General Motors and Honda will collaborate on a long-term program to develop hydrogen-fuel-cell systems and storage units with the goal of bringing the technology to market in the 2020 timeframe.

In jointly announcing the project today, the auto makers say they will share expertise, economies of scale and common sourcing strategies. They also will work together with other stakeholders to grow the refueling infrastructure.

The auto makers do not reveal how much money they’ll put behind the effort, although GM says it is hiring experts in the field.

Hydrogen-fuel-cell electric vehicles are seen as the best way to eliminate tailpipe emissions. But the sophisticated technology remains prohibitively expensive, because it uses precious metals as a catalyst to create electricity from hydrogen and onboard storage requires a durable fuel tank made of advanced materials rather than plastic.

The lack of infrastructure poses another problem. There are fewer than 25 hydrogen filling stations in California, and nationally there are only about 50 public, private and research stations either on line or under development.

A supply chain also must be built.

GM at one time thought it could bring an FCEV to market by the end of the previous decade, but the auto maker eventually stopped providing time-to-market estimates. It recently completed Project Driveway, where 119 Chevrolet Equinox cross/utility vehicles were lent to consumers for field testing that accumulated 3 million miles (4.8 million km).

Honda is the sole auto maker to sell a vehicle with the technology. The Japanese auto maker has leased 85 of its FCX and FCX Clarity models in the U.S. and its home country since 2002. It plans to launch the next-generation FCX Clarity in 2015. GM will announce its production plans at a later date.

“This collaboration builds upon Honda and GM’s strengths as leaders in hydrogen-fuel-cell technology,” GM Chairman and CEO Dan Akerson says in a statement. “We are convinced this is the best way to develop this important technology, which has the potential to help reduce the dependence on petroleum and establish sustainable mobility.”

Honda President and CEO Takanobu Ito says FCEVs represent the best zero-emission option, because range and refueling time is “as good as conventional gasoline cars.”

Plug-in EVs face the hurdle of limited range. Today’s models cannot travel more than 100 miles (160 km) without recharging. Recharging the cars can take hours. FCEVs, by comparison, can travel upwards of 400 miles (644 km) before requiring a few minutes of refueling. They emit only water vapor.

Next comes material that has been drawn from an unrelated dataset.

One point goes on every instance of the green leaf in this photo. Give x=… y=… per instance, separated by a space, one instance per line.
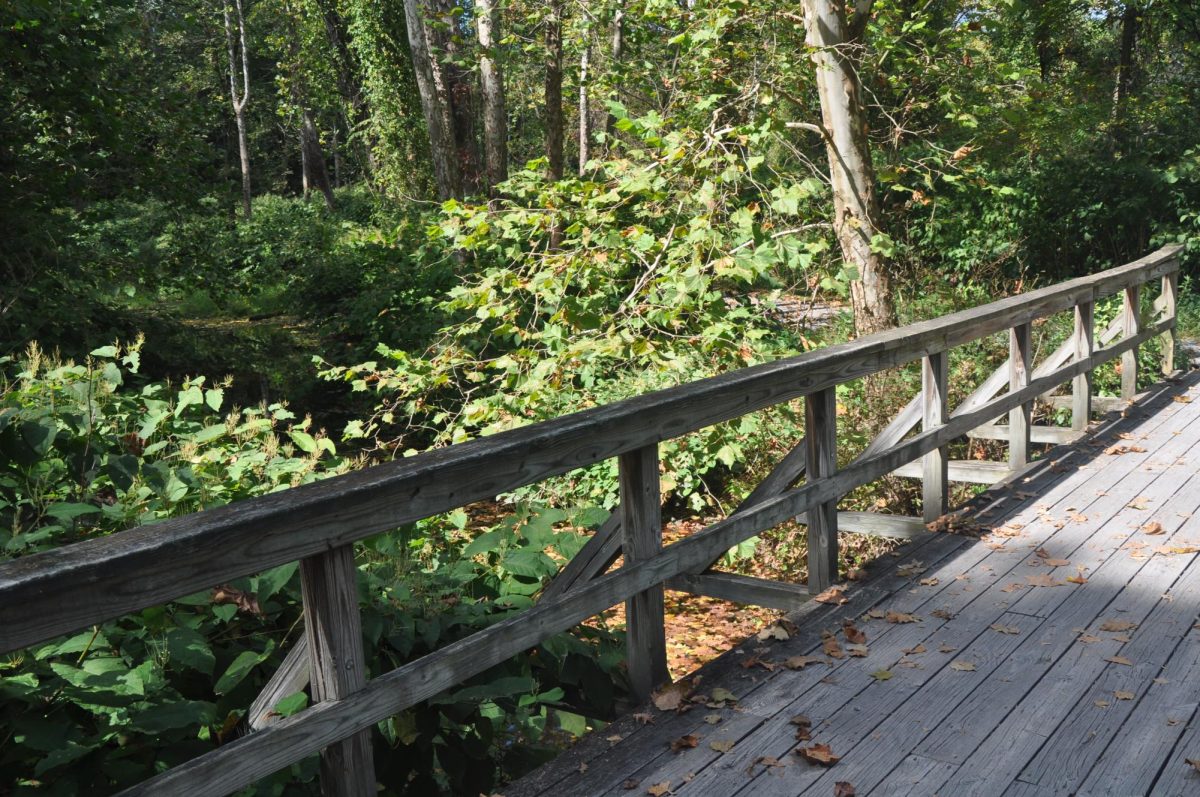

GM and Honda say they rank No.1 and No.2, respectively, in the number of patents filed related to the FCEV technology.

Sources say the two auto makers bring plenty of know-how to the table, although generally speaking Honda’s strength would be in manufacturing. GM’s expertise would be in the catalyst field, or putting the best chemistry together to create electricity from hydrogen.

Culturally, the two company believe they have a strong alignment between their teams. Both are powertrain-rooted companies.

The master agreement between GM and Honda comes as FCEVs are experiencing a bit of a rebirth. The technology was a darling in the industry a decade ago, but important policies, funding and research from the U.S. government shifted to battery-electric and plug-in hybrid vehicles.

FCEVs owe their resurgence to strict new fuel-economy and emissions regulations taking hold in global markets over the next few years. Auto makers selling in the U.S., for example, must achieve 54.5 mpg (4.3 L/100 km) by 2025.

The U.S. government also has taken a renewed interest in fostering development of the technology and an infrastructure. The Department of Energy earlier this year launched H2USA, a public-private partnership focused in part on growing the number of refueling stations to more than 100 within three to five years.

Other auto makers are collaborating on the technology as well. Ford, Daimler, and Renault-Nissan are working together on FCEVs, while Toyota and BMW have tied up on development. Those partnerships target the 2017 timeframe.

GM Vice Chairman Steve Girsky joins Honda Executive Vice President Tetsuo Iwamura in New York to announce the GM-Honda partnership. The auto makers chose the location because it best matched the executives’ itineraries.